Zoom sur le festival d’Essaouira
Ecrit par Mehdi Guessous pour Selwane.com   

Déjà la 10ème édition d’un festival qui malgré ses médiocres débuts, trouve de nos jours un succès sans précédent. Après une période hippie, Essaouira a connu une période de vide de sept ans avant de commencer réellement de renaître en 98.
Et pour  promouvoir le phénomène du festival, les organisateurs se sont basés sur le postulat suivant : la ville ne doit compter que sur elle-même et ce qu’elle maîtrise. Cela veut dire tenir compte, de son histoire, de la spécificité du lieu, de son patrimoine …

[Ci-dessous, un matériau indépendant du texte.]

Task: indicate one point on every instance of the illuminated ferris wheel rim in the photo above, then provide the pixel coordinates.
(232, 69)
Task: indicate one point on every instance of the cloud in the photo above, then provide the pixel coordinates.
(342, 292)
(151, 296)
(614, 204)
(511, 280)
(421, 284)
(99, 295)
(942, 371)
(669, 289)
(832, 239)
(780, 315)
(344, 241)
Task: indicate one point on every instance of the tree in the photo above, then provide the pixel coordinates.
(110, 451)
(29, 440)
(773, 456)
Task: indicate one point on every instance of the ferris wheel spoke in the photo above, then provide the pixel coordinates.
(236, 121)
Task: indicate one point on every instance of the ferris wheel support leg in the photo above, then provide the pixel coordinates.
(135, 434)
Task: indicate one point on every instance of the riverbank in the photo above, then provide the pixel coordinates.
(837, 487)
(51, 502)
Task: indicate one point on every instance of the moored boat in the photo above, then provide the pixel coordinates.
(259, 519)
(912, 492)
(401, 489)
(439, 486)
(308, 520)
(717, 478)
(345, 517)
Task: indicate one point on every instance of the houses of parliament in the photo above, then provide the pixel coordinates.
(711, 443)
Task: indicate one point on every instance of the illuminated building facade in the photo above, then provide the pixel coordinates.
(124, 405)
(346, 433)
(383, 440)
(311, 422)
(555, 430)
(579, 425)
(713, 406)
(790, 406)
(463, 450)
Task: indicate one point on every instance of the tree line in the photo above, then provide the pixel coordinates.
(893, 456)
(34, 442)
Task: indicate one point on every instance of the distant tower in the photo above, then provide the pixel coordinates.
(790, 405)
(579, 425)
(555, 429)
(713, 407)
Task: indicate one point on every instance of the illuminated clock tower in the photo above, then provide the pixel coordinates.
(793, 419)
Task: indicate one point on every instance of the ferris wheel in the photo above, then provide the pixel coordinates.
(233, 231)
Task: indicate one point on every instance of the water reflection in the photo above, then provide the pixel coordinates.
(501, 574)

Grâce au festival, on peut dire qu’Essaouira est devenue la capitale culturelle du genre Gnaouas. La « fusion », cette exercice consistant a mêler  un genre musical quelconque à celui du Gnaouas, a permis d’apporter un sang neuf à cette culture et de préserver, voir accroître l’intérêt du public pour le phénomène culturel d’Essaouira. Mais cet intérêt tient-il vraiment uniquement à la musique ? En effet, le festival est l’occasion d’un melting-pot pas possible : que se soit par la classe sociale, l’âge, ou la provenance des visiteurs (toute les villes du Maroc et même des nationalités différentes). Tout ce monde, rassemblé autour d’une musique qui défoule, cela ne fait-il pas jaillir un sentiment unique de liberté ?

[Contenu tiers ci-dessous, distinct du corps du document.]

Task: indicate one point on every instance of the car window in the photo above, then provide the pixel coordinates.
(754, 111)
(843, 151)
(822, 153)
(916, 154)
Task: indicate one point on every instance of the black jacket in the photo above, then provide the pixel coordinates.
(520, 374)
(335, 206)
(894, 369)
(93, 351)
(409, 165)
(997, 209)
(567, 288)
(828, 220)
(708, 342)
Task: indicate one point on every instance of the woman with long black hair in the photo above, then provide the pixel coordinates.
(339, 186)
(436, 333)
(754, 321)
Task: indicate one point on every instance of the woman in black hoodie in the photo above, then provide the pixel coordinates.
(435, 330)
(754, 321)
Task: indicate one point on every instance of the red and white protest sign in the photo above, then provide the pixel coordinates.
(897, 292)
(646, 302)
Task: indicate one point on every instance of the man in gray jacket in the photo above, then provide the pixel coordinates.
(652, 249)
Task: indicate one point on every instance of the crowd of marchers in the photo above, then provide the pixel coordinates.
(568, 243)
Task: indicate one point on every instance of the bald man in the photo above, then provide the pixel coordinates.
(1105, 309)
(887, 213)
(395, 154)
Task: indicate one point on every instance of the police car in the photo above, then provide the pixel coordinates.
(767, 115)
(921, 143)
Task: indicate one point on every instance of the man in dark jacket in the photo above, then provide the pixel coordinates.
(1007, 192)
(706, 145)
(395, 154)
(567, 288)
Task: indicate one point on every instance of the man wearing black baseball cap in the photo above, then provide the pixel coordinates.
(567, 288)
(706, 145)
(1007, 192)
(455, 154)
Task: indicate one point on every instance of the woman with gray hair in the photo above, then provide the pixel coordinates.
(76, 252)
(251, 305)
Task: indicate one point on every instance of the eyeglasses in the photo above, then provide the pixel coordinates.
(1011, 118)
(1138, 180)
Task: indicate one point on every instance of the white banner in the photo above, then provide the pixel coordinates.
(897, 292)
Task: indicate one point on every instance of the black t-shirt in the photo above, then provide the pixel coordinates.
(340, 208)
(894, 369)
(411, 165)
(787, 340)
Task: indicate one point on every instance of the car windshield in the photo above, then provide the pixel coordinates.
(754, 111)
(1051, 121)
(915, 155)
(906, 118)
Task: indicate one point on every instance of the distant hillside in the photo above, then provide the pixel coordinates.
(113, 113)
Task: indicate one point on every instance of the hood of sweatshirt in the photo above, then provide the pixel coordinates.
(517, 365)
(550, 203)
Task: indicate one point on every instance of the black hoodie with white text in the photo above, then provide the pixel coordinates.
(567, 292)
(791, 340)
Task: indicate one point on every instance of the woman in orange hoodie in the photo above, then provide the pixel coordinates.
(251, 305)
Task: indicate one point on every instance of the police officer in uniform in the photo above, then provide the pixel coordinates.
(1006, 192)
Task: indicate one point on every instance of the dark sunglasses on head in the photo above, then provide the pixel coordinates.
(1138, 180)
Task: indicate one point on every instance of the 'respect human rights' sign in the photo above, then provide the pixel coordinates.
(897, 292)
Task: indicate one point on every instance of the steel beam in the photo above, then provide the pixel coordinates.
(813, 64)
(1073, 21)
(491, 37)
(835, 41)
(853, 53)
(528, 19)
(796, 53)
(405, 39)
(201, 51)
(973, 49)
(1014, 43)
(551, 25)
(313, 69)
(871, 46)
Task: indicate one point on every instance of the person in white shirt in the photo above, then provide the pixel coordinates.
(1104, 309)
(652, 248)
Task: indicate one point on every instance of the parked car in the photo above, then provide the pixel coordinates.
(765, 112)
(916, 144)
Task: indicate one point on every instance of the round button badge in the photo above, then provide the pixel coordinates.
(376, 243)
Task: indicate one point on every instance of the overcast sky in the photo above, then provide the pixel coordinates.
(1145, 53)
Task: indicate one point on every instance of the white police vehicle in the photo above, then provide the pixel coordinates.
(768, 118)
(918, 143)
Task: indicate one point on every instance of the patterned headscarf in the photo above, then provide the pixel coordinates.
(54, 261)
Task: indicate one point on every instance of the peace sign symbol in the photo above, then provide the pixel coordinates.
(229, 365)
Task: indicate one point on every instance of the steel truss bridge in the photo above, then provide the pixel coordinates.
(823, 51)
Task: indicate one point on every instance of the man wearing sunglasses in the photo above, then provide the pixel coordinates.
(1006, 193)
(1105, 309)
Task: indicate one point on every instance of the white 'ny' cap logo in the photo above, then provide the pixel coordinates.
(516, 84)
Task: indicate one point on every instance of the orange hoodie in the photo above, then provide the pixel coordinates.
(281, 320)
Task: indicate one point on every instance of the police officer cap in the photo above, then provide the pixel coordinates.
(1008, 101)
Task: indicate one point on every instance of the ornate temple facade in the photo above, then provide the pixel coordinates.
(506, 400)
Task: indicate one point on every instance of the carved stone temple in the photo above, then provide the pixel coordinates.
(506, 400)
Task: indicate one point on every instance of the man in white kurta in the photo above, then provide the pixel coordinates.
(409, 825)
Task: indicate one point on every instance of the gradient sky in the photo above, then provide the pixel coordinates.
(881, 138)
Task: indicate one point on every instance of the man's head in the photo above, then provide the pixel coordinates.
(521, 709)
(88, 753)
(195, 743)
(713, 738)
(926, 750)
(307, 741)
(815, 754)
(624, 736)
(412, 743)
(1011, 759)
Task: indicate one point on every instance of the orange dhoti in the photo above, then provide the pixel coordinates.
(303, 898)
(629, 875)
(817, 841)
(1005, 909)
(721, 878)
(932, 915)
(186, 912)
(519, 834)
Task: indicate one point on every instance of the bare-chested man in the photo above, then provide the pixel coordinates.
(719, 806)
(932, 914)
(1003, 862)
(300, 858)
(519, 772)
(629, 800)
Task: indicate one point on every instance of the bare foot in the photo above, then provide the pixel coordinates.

Evidement  depuis que le succès du festival s’est confirmé, Essaouira est devenue une véritable machine économique, les commerçants souiris réalisent en une semaine, le chiffre d’affaire d’une année entière. De nombreux hôtels sont actuellement en construction, et l’on peut s’amuser à compter les grues en se promenant sur la plage.

Les partenaires commerciaux affluent … On peut craindre alors qu’Essaouira devient une simple affaire de sous et perde son âme

On peut regretter que malgré tout le battage publicitaire autour de cette 10ème édition, rien de particulier n’a été fait pour marquer une différence. En somme, on nous annonce que la 10ème édition a quelque chose d’exceptionnel, mais on ne voit pas trop bien pourquoi.

Aussi, les journalistes, ont été quelques peut déçu par les nombreuses mise en garde concernant les droit d’auteur : certains artistes ne doivent pas être filmé plus de trois minutes. On devine que les chaînes télé ont payé pour avoir l’exclusivité.

D’un côté un grand nombre de journalistes sont présent pour promouvoir cet événement et de l’autre on nous empêche de filmer et diffuser ce qui intéresse les gens.

Cela est déplorable, même Jean Michel Jarre, artiste qui détient les records du monde pour le nombre de spectateurs, n’a pas imposé de telles restrictions lors de son concerts à Merzouga.